Besonders interessant für die folgende Untersuchung erscheint Schelers Beobachtung, dass die Werte der modernen bürgerlichen Moral tief im Ressentiment wurzeln. Im hohen Stellenwert der Arbeit in bürgerlichen Gesellschaften bekundet sich seiner Ansicht nach ein „spezifisch moderner Asketismus“,16 den er als Zeichen einer Umwertung der Werte im Rahmen der Sklavenmoral betrachtet. Während in der Antike und auch im Mittelalter das Nützliche in den Dienst des Angenehmen gestellt wurde, und die Arbeit lediglich der Steigerung des Genusses diente, erfolgte in der Moderne eine Werteverschiebung, bei der das Tätigsein zum Selbstzweck avancierte und dem Genießen übergeordnet wurde. Ursache dieser Umwertung war der Hass des genussunfähigen Schlechtweggekommenen auf die „höhere Genußfähigkeit“17 des Lebensreichen, welche den ursprünglichen Vorzugswert darstellte.

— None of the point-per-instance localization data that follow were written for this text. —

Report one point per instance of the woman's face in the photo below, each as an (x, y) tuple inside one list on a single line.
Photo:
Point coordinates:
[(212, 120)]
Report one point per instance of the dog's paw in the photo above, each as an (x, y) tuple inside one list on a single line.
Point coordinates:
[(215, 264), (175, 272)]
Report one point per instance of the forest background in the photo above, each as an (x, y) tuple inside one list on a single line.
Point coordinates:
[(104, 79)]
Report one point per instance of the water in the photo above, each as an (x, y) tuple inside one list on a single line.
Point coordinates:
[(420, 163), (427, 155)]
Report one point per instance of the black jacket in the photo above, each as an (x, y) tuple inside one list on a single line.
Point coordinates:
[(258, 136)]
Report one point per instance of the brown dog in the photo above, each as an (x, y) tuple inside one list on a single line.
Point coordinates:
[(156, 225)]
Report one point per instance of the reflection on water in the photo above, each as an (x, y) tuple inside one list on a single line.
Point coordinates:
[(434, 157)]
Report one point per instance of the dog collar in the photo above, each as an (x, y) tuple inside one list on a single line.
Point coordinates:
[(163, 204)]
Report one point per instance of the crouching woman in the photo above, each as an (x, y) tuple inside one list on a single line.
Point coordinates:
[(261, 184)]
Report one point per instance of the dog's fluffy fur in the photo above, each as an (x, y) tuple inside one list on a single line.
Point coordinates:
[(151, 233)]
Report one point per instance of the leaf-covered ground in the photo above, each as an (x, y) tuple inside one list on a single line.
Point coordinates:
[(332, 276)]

Auch den Wert des „Selbsterarbeiteten und -erworbenen“,18 der das Denken und Handeln der Bürger moderner Gesellschaften leitet, führt Scheler auf den geheimen Rachedurst der Schwachen an dem „Träger der besseren Natur“19 zurück. Die Genuss- und Konsumgüter, die von den Ressentimentmenschen durch unermüdliche Arbeit angehäuft werden, können sie letzten Endes jedoch nicht genießen, und so kommt es zum generalisierten Phänomen von „sehr traurigen Menschen“20 in modernen Spaßgesellschaften.

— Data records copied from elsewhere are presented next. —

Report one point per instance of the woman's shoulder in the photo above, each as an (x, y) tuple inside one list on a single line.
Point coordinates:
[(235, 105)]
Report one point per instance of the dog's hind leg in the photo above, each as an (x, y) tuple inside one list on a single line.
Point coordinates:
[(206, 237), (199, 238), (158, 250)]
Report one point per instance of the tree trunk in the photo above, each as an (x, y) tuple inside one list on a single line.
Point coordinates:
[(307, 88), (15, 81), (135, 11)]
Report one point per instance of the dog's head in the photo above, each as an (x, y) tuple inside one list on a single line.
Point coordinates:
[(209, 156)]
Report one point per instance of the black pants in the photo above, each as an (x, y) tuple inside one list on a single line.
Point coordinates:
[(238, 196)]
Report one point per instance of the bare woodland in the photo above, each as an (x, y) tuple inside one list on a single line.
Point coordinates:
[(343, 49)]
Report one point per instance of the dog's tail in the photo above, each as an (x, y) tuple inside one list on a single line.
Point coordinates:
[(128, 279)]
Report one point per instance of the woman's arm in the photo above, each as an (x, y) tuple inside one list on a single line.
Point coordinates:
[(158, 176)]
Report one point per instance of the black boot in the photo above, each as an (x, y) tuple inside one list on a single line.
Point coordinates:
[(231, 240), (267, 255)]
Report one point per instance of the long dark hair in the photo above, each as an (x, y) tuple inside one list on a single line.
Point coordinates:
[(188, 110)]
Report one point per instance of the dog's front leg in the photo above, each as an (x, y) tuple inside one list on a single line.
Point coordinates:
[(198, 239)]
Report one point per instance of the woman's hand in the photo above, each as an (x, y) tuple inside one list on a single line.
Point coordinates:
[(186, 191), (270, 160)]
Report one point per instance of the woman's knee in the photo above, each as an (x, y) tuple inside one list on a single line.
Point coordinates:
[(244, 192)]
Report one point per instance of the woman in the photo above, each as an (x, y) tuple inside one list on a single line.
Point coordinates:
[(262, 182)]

Auch in der „Erhebung des Nützlichkeitswertes über den Lebenswert überhaupt“21 erkennt Scheler die Wertungsweise der Sklavenmoral. Galt im Naturrecht der alten Moral allein das Dasein eines Menschen als Rechtfertigung seiner Existenz, so entstand in den bürgerlichen Gesellschaften die Vorstellung, jeder müsse sich sein Recht zum Dasein erst durch Arbeit verdienen. Ausschlaggebend war von nun an der Nutzen, den der Einzelne für die Gesellschaft darstellte. Diese die Vielgestaltigkeit des Lebens verleugnende Umwertung bildete eine der Grundlagen für das Entstehen der modernen Leistungsgesellschaften.
Die Idee der „modernen allgemeinen Menschenliebe“,22 deren Verbreitung in bürgerlichen Gesellschaften zum Ausbau von Einrichtungen der allgemeinen Wohlfahrt im großen Stil geführt hat, führt Scheler als weiteres Beispiel für im Ressentiment wurzelnde Wertschätzungen an. Im Gegensatz zu der, auf die Entfaltungsmöglichkeiten des anderen Menschen gerichteten, echten Liebe, orientiert sich die humanitaristische Schein- und Nächstenliebe seiner Ansicht nach am Niedrigen des Menschen, „was ‚verstanden‘ und ‚entschuldigt‘ werden muß“.23 In der verständnisvollen Feststellung, der andere sei „eben auch ein Mensch“,24 erkennt Scheler den „geheimen glimmenden Haß gegen die positiven höheren Werte“,25 welche nur von den wenigen „Glücksfälle[n]“26 der Menschheit verkörpert werden. Zudem betrachtet er die allgemeine Menschenliebe als verdrängte Ablehnung Gottes und der von ihm geschaffenen Welt voll „Schmerz, (…) Übel und Leid“.27 Für eine Untersuchung des Sprachspiels der Psychiatrie, das einen Teilbereich des Gesundheitssystems konstituiert und sich in unterschiedlichen Einrichtungen der modernen Wohlfahrt entfaltet, erscheinen Schelers Ressentimentanalysen von eminenter Bedeutung.